Despite years of knowing that gratitude contributes to life, and suggesting to people in my workshops to start a gratitude practice in their lives, it is only in the last couple of months that I was finally able to start my own practice. In the past, using gratitude as a PRACTICE instead of just when it arose spontaneously (which I am blessed to have happen often) just wasn’t working for me. But the times were hard enough in my life, and the draw strong enough that I started.
So, for a couple of months now, during a period that included some of the most challenging times in many years, I end each day lying in bed, breathing fully and slowly, and reviewing my day, looking for everything that could possibly be a source of gratitude. Not as a check list, but really pausing with each one, putting my attention again and again on the mystery, wonder, magic, and awe that is the experience of whatever happened, whoever contributed to it. My primary focus is on the people who contribute to my life. It could be something really small, or it could be something extensive. Regardless, I focus my attention and my heart on really taking in that there was no reason for this person to do what they did, they didn’t really have to do it, they only did it because they are human and we humans do things for each other. Sometimes without even intending to. On a few occasions my focus has been on people I don’t even know, who produced something I was consuming on that day. Slowly, I attempt to open my heart to this person, as if I am trying to BE that person and feel what it’s like to have done what they did that contributed to my life. I find enormous beauty in doing this. I go to sleep more peaceful. I also have an inkling that this practice may have been part of what shifted the inner experience I have into more softness, less anguish, despite the fact that so many challenges remain in my life.
What have I learned from doing this?
Two surprising things. One is that, exactly like Marshall Rosenberg, creator of Nonviolent Communication has said, gratitude is a kind of fuel. Especially on days when I have felt depleted, lacking resources, or particularly stressed, I found the practice to nourish me, give me some energy, release some of the stress. Then I started wondering what other aspects of life act in this way, as fuel? So far I have come up with a few: beauty, love, vision, and inspiration. One morning, in talking with a friend, I also realized that I had used vision as my primary fuel for far too long, and that I was worn out. So I am especially happy to have found other forms of fuel.

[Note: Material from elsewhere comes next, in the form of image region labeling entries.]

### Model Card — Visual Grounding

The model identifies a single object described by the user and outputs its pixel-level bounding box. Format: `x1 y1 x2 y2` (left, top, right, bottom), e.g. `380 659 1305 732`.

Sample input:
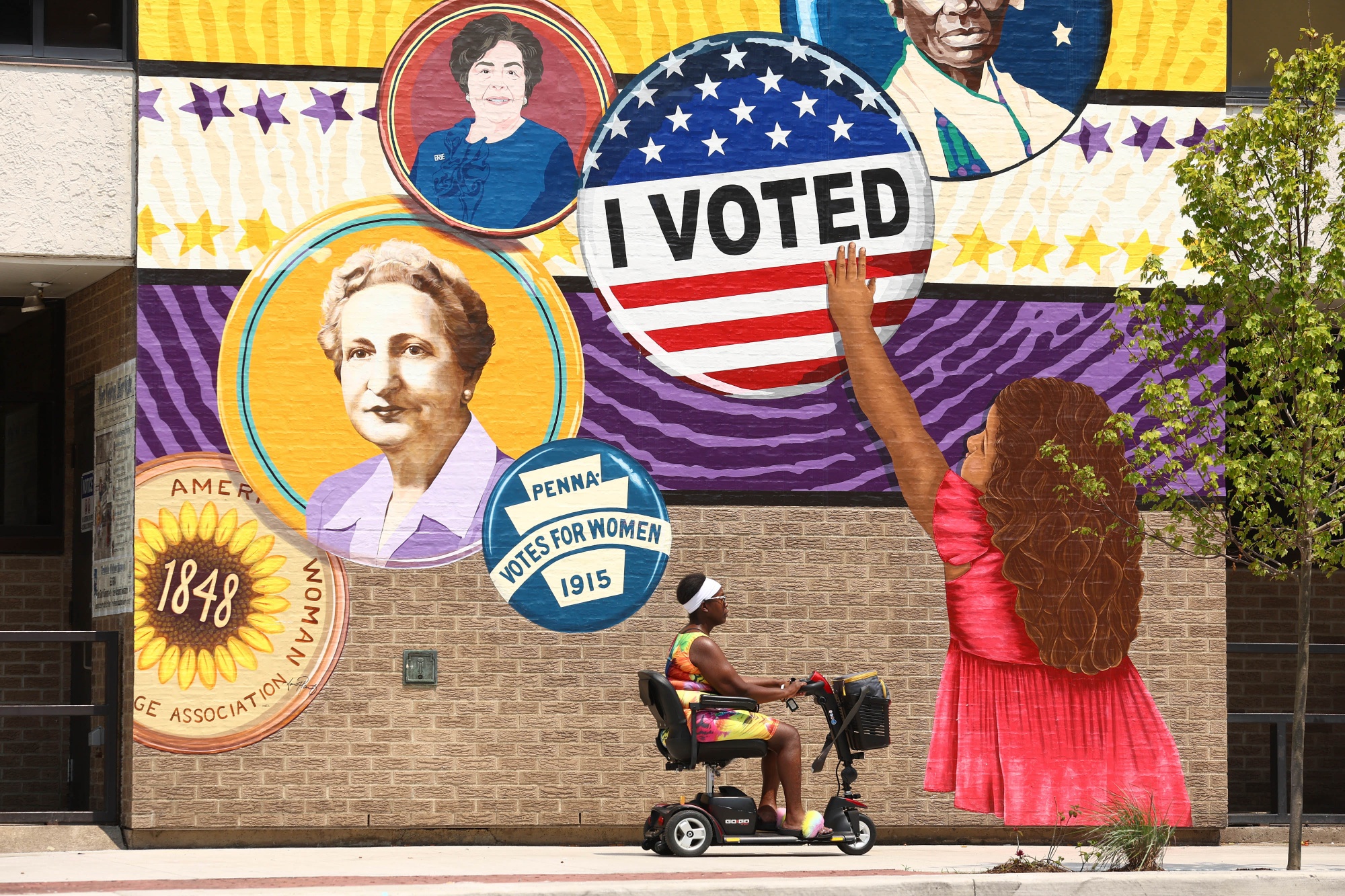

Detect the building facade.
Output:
0 0 1338 846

The other thing I learned is even more surprising to me. I learned that on the days that were the hardest I usually had more things that I could be grateful for, more people that contributed to my life on those days. Why would that be, I wondered. Here’s my hypothesis: when we are doing well, we require less support, and we can more easily hold on to the illusion of self-sufficiency. When we are faced with challenges, we become more aware of how much of our life depends on the grace and generosity of others. I find immense comfort and richness in this realization.